While whites had a virtual monopoly on the rural trade by geographic area and race in some peri-urban areas, there were some well-to-do Africans who formally undertook this retail trade from the late 19th century in rural villages.
A September 1903 gazette from the Cape that listed commercial licences issued for butchers, ostrich feather merchants, importers and general dealers made mention of one Emmet Gxilishe, who was issued a general dealer licence in Vaalbank for £1.10.
In the same notice one Daniel Boto, who coincidentally was the grandfather of the main student leader of the 1976 Soweto uprising, Tsietsi Mashinini, was also listed as a recipient of a general dealer licence, this one in Bengu, another village in the Glen Grey area, for which he paid £3.
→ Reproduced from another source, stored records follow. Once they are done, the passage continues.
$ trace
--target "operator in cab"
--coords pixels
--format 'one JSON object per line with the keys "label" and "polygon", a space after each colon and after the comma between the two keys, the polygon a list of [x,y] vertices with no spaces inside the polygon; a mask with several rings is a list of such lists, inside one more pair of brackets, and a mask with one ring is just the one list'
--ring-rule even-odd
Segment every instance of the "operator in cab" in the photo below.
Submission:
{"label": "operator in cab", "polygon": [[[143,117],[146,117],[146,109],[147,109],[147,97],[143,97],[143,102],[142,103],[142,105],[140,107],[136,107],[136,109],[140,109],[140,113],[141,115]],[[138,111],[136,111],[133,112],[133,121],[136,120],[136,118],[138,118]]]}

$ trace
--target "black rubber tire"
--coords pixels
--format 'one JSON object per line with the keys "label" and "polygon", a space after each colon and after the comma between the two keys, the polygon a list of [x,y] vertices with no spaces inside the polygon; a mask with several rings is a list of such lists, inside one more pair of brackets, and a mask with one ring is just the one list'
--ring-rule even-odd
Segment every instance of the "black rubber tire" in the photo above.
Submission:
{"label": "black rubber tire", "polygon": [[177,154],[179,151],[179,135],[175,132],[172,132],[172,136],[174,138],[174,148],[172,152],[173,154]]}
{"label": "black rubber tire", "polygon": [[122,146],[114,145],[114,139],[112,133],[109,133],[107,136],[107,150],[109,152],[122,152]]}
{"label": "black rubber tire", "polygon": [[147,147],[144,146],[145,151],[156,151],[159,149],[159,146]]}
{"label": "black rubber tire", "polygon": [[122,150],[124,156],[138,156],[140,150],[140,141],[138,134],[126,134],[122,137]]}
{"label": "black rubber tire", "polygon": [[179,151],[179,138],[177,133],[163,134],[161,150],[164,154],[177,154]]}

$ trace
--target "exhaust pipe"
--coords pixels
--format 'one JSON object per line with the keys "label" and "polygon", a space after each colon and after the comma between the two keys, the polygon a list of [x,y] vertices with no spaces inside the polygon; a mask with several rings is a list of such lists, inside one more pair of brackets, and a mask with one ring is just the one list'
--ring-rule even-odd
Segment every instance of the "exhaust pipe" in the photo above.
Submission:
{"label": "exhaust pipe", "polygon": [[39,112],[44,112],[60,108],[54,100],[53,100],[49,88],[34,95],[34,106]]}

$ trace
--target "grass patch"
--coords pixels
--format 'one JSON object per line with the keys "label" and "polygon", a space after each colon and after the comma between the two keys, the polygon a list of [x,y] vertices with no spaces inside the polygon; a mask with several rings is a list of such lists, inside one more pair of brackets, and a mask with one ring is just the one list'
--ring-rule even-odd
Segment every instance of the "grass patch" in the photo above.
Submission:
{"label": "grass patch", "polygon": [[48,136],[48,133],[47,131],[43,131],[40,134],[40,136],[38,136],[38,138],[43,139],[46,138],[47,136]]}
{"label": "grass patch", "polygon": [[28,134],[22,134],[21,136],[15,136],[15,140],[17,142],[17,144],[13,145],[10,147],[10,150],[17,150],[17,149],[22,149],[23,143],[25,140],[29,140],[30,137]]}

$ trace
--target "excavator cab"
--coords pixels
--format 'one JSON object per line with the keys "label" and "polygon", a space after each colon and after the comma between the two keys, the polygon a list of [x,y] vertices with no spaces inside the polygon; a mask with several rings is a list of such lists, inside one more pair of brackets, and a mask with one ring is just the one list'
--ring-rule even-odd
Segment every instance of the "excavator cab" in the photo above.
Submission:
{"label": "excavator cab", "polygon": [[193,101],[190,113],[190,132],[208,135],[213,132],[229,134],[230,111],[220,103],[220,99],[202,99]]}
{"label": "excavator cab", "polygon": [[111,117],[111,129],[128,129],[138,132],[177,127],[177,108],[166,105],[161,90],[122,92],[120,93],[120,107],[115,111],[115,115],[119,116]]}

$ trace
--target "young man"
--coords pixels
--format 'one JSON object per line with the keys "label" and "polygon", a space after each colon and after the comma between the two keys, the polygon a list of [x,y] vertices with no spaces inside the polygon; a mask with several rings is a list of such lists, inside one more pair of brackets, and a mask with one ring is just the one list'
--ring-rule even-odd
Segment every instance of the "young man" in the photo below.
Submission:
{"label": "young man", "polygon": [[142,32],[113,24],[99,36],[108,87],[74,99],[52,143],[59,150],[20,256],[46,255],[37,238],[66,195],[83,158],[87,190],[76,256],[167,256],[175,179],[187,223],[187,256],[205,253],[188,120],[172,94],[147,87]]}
In this way Gxilishe and Boto were generational predecessors to the owner of “Mr Brown’s” store that I knew — “Tishala” as we called him. As his moniker suggests, Mr Jaxa (Tishala) had been a teacher. Through the support of the then Xhosa Development Corporation, people like Tishala managed to get the licence or concession to oversee the village trading monopolies. These early waves of empowerment that predated the “broad-based” variant of the democratic era were all, unsurprisingly, initially focused on retail general dealers.
I thought of this as I reflected last week on the two decades since the institution of the Broad-Based BEE Act in April 2004. Speaking at the Black Industrialists & Exporters Conference last week, veteran businessperson Anna Mokgokong lamented barriers to entry and advance “up these value chains”. She raised further concern about a common paradigm that insists on making the policy areas of concern for black entrepreneurs automatically synonymous with those of “small business”.
Unlike in the early 1900s, or even prior to 1994, the interests of black business are not solely synonymous with a small intermediary type of presence, often in the retail end of value chains. As the conference showed, they are advancing in a wide array of industrial and other commercial sectors. But they still need enabling policy support. But how?
The state toolbox used to shift spatial patterns of industrial investment towards underdeveloped parts of the country — using development financing, public procurement and the management of administered price impacts on firm-level cost buildups — has to be linked to BBBEE’s functioning in the policy mix.
Recognising that extricating empowerment from the straitjacket of last-mile retail or an intermediary focus, has been met with resistance by influential lobbies in sectors such as tourism, water licensing and even in export agriculture, highlights areas of consideration for policy design improvement.
This will require strengthening the processes and outcomes of sector codes to be reviewed or initiated and their role in outlining the terms on which licences, concessions or other authorisations are issued by the state.
The scaling and assemblage of resources linked to empowerment policy provisions will be crucial in future. Developments towards this end — such as the transformation fund in the automotive sector and the Localisation Support Fund — are welcome embryonic manifestations of a far larger and targeted “superfund”.
That superfund’s investment activities will crowd in funds and commitments such as those from equity equivalent investment schemes, firm and industry-level enterprise and supplier development funds and other similar initiatives, to achieve positive effects at scale.
In undertaking some of these reforms, empowerment must be distinguishable in substance from earlier experiments.